I actually don't really see any evidence in the article that the author believes any engineers would ever be happier in a smaller company. I'm not sure where you're seeing that softer view in the text. It's basically calling anyone who doesn't want to work for Google deluded.
It's not as if everyone in tech works for a startup, though I'm sure it often seems that way from the valley. Most likely the vast majority of engineers do in fact work for large companies, so the hysterical tone of the article only makes sense if you think even that small fraction of the industry that works at startups is fooling themselves about what makes them happy.
Of course, the article also seems to believe that most startup founders are engineers, and I'm not sure that's at all true either.
Then it's bad, misleading, imprecise writing to say invariably. A single counterexample does disprove it, by the definition of the word. If the writer didn't want the argument blown up like that, he should have looked among the other hundreds of thousands of words in English to find one that actually does say what he meant.
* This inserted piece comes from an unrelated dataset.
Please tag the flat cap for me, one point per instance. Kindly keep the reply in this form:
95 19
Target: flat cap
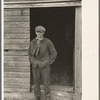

It is not a technical proof that lends itself to be proven or disproven.
it is a piece of prose that took some license with it's language. Also, the total number of words in the English language != the amount of synonyms for invariably.
By your own standard you are just as incorrect as the author the article. You have posted a bad, misleading or imprecise sentence to suggest the author has hundreds of thousands of words to choose from. He does not.